A view from Andy Westwood at the Employer Policy Institute...

"If you ask an employer about what they want from key skills, there is of course no guarantee that they will understand or even answer the question. If you ask them what makes a good employee, there is a better chance of a response. However, if you ask what skills are missing in their employees then there is a real danger that you could be talking for hours. This is the reality of the key skills debate."

There is no doubt that employers are increasingly vocal about the competencies that they expect from their employees. The Skills Needs in Britain survey states very clearly that the skills most lacking in the UK's 16 to 24 year olds are: Technical and Practical Skills, General Communication Skills, Customer Handling Skills, Team Working Skills, Computer Literacy Skills, Problem Solving Skills, Management Skills, Basic Literacy and Numeracy Skills and Managing own Development. All of the six key skills are readily identifiable in this list and it is this collection of skills, give or take one or two, that is seen as the primary responsibility of the education system.

Employers' organisations are clear about this responsibility:

  • All school leavers should have basic mastery of the 3 Rs and the essential generic skills that are needed in the workplace. [Institute of Directors]
  • The education system needs to develop employability more effectively - a number of persistent gaps remain - though technical and practical skills are for employers rather than education to tackle. [CBI]

Much of this realisation on the part of employers has come with the emergence of a new economy - and the increasing pace with which skills are becoming obsolete.

This is as relevant to more traditional employers as to the lastminute.coms of this world. Ford run an Engineering GNVQ with Barking and Havering Colleges in East London. One might expect this programme to be so heavily business focused that it would be intentionally biased toward Ford technical processes and not on more general elements and options within the GNVQ units. This is not the case. The programme incorporates additional English and Maths and team-working skills, beyond those found in the key skills components of the programme. Derek Todd, Manager of the Apprentice Programme explains:

"We teach basic engineering in the first year and then we never use it again... We don't want people whose skills become out of date in two years, we need the skills in the programme to have a much longer shelf life."

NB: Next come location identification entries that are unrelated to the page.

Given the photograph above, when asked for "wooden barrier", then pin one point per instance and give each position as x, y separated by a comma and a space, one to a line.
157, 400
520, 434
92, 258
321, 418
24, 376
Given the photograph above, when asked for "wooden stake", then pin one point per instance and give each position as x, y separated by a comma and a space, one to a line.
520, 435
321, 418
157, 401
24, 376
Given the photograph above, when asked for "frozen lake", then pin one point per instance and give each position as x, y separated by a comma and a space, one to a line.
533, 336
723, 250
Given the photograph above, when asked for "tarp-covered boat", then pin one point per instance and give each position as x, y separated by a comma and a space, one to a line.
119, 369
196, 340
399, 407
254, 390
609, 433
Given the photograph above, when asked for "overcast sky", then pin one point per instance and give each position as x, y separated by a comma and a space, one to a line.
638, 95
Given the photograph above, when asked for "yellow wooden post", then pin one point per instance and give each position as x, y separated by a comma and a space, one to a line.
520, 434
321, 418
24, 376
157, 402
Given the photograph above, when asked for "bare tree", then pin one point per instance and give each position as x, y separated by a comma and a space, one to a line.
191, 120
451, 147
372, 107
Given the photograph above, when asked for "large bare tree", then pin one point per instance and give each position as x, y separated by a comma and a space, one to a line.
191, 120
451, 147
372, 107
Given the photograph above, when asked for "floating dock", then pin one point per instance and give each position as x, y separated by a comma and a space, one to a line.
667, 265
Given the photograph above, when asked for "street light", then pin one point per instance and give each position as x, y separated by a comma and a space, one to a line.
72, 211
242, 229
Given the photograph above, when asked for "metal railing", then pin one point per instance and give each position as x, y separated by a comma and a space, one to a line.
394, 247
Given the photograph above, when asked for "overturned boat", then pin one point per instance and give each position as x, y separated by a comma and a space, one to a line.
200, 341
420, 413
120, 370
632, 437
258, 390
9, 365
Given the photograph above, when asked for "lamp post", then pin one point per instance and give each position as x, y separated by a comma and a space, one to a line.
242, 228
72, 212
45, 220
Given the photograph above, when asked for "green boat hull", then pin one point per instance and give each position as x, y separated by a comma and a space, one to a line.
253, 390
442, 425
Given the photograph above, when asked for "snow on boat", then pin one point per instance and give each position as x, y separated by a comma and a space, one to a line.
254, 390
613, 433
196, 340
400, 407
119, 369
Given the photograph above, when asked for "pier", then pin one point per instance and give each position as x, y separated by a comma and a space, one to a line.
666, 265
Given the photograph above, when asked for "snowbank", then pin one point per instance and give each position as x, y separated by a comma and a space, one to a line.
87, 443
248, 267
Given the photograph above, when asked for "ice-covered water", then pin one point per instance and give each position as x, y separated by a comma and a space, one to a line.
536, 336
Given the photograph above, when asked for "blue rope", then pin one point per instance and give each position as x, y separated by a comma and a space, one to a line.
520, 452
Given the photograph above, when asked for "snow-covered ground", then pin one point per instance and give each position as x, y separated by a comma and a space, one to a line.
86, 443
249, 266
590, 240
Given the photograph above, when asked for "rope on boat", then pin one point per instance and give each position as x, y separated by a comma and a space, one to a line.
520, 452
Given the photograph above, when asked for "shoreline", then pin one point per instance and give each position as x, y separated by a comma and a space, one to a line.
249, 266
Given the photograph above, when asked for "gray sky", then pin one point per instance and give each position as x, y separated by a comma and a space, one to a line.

The top skills they look for at Ford? Wanting to learn, analytical skills, team working skills, problem solving. presentation skills and mental arithmetic. The lesson for key skills is simple. They are what employers want and in the widest sense they answer many of employers' complaints - they just need to be described in a language that employers understand.

What is the role of employers in supporting key skills?

  • As stakeholders, employers reap the benefits of key skills and feed their needs and findings into the equation.
  • As consumers, employers reap the benefit of key skills training in their recruitment.
  • As partners, employers offer work placements for practising and evidencing key skills. Many assess key skills.